Stephens Co. Commission Approves Mill Rate Increase
Stephens County Commissioners sign off on a millage rate increase.
Tuesday, county commissioners voted 4 to 1 on a 2.34 mill increase in the county government’s millage rate, taking it from 11.32 to 13.66 mills.
Commissioners Dean Scarborough, Michelle Grafton, Dennis Bell, and Debbie Whitlock all voted in favor of the increase.
Scarborough said for him, it was an extremely tough decision.
“As you know, I voted against the budget last year,” said Scarborough. “I looked at the budget this year.
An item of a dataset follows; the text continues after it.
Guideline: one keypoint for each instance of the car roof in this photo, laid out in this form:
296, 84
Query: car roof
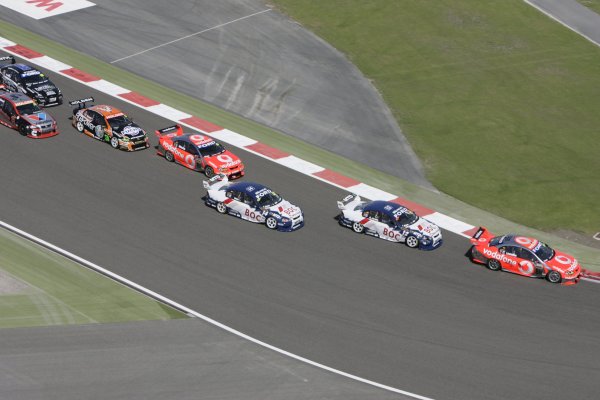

We spent many hours looking at the budget and to fund the county operation that we have to fund, that the citizens need us to fund and want us to fund, at this time, with the digest shrinkage that occurred, the revenue was not there without a millage rate increase.”
Commissioner Stanley London voted against the millage rate increase.
London said that he still feels that the county is asking too much of taxpayers.
“When I took this position, I felt like our government should be controlled by the economy,” said London. “If our economy goes down, our government should follow suit. The household incomes are not justified by how they can recoup this money. Our prices are going to go up in any industry to justify the increase in our taxes. It is a no-brainer. Rental property rates are going to go up. (Prices of) products in Stephens County are going to go up. We are just killing ourselves, shooting ourselves in the foot, if we think larger government is the way to do it. It is not.”
The county’s 2.34 mill increase is .51 mills less than the original 2.85 mill increase that was proposed.
Commissioners reduced the increase after meeting last Thursday and cutting an additional $319,000 or so from the county’s Fiscal Year 2015 budget.
Also on Tuesday, county commissioners approved the school system’s millage rate of 20 mills, as set by the Stephens County Board of Education, by a vote of 4 to 1.
Stephens County Attorney Brian Ranck said the county commission’s approval of the school millage is required by state law.
“Generally speaking the role of the county commission is to call for the levy,” said Ranck. “The school board itself sets their millage. The county commission has no input in setting the millage or determining what the school taxes are going to be.”
According to Ranck, only the county commission has the authority to levy a tax.
Commissioners London, Scarborough, Grafton, and Whitlock voted to approve the school system’s rate.
Meanwhile, Commissioner Bell voted against it.
Bell said he cannot support it, even if it is a formality.
“It is an administerial thing, like a rubber stamp,” said Bell. “Well, I am not a rubber stamp for the state of Georgia or any federal government.”
Bell said he does not feel the school board should raise its millage rate without completing a full investigation and providing the county answers as to how it ended up in a multi-million dollar shortfall.
He also said he wants to know why it is taking so long to get those answers.
Combining the county government’s 2.34 mill increase and the school system’s 1.6 mill increase, someone in a $100,000 home with no exemptions will see an increase of about $157.60 in their combined county and school taxes this coming year.